Courtesy of Pam Martens.
If there is one must see film this year, it is Robert Reich’s newly released “Inequality for All.” If you’ve ever yearned to sit in a Reich public policy class at UC Berkeley, or get your mind around how Wall Street crashed the economy in 2008, or rid yourself of guilt that you’ve failed your family by losing your job or living from paycheck to paycheck – this is your opportunity to take a seat and let the warm and witty former Labor Secretary take you on a journey from 1928 to today.
The first stunner comes with the chart we have posted below showing that in 1928 and 2007 – the year before the two greatest financial crashes in U.S. history, income inequality peaked. In the film, Reich says about the graph: “The parallels are breathtaking if you look at them carefully.” Indeed they are.
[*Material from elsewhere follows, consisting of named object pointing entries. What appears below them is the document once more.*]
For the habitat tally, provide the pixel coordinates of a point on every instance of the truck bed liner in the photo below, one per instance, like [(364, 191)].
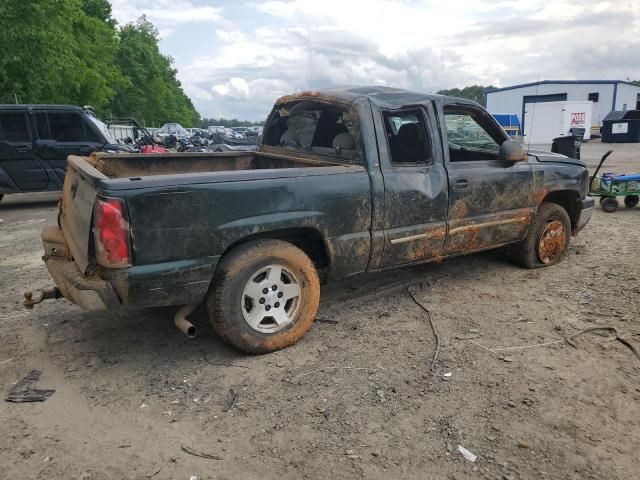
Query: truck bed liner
[(136, 165)]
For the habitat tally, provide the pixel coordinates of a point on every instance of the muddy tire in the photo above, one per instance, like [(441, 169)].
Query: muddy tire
[(631, 201), (547, 239), (264, 296), (609, 204)]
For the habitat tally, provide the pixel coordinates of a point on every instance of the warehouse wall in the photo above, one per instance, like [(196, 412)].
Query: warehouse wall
[(510, 101), (627, 96)]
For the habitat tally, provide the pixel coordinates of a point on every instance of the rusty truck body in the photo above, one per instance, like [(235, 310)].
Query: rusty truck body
[(344, 182)]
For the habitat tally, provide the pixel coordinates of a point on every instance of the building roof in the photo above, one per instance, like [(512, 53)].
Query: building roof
[(561, 82), (622, 115), (386, 97), (22, 106)]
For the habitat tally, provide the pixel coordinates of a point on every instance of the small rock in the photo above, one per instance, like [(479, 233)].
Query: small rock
[(585, 297)]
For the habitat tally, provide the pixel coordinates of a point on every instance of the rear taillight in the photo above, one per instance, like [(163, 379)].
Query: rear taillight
[(111, 233)]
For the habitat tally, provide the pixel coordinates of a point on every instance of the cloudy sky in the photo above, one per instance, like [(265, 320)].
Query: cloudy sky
[(235, 57)]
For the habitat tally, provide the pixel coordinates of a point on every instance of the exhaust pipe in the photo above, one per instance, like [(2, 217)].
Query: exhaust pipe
[(184, 325)]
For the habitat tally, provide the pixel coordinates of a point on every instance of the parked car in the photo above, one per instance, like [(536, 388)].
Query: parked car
[(35, 141), (345, 181), (174, 130)]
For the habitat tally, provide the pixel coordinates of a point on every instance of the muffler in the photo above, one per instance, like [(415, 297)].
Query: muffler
[(184, 325)]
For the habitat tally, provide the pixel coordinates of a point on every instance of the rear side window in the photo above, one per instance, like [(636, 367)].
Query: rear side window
[(65, 127), (407, 137), (14, 127), (315, 128)]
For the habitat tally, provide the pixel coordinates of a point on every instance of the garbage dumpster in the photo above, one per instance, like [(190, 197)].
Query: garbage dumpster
[(569, 146)]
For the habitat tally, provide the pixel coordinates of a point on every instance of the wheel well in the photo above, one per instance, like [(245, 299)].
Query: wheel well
[(308, 240), (567, 199)]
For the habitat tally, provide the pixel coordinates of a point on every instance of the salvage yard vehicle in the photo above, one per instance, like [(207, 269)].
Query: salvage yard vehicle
[(345, 181), (35, 141)]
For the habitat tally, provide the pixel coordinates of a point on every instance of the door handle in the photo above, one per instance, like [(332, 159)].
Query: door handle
[(461, 184)]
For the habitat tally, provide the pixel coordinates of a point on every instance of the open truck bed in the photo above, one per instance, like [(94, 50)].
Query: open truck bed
[(136, 165)]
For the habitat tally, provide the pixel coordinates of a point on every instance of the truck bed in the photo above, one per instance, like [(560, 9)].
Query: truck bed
[(137, 165)]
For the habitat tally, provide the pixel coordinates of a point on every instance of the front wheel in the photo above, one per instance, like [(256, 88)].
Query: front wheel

Reich brilliantly animates this graph into a suspension bridge, demonstrating that there is a finite equilibrium of income distribution at which the U.S. economy can function. Since 70 percent of U.S. Gross Domestic Product is consumption, when workers are stripped of an adequate share of the nation’s income, they are not able to function as consumers. Less consumption means lower corporate earnings resulting in layoffs and then even lower corporate earnings and more layoffs. The vicious cycle feeds on itself.
Going forward at Wall Street On Parade, I will be calling this the Suspension Bridge Theory of Income Inequality: when the delicate balance of the structure shifts to extremes, it collapses under its own lopsided weight.
The data for the graph comes from the brilliant French duo whispered about in those secret Koch brother confabs as Piketty-Saez. They are indeed the nemesis of the Ayn Randians, proving with data going back to 1917 that dramatic income concentration at the top is a killer to the economy. Thomas Piketty teaches at the Paris School of Economics; Emmanuel Saez is the Director of the Center for Equitable Growth at UC Berkeley. Both wear the badge of honor of being denounced on the editorial page of the Wall Street Journal.
The next stunner for the public will come with the graph showing how after World War II and for decades thereafter, the income of the middle class was on a steady upward trajectory. Then, in the late 70s, the upward climb abruptly stopped. For the next three decades, adjusted for inflation, middle class incomes stagnated.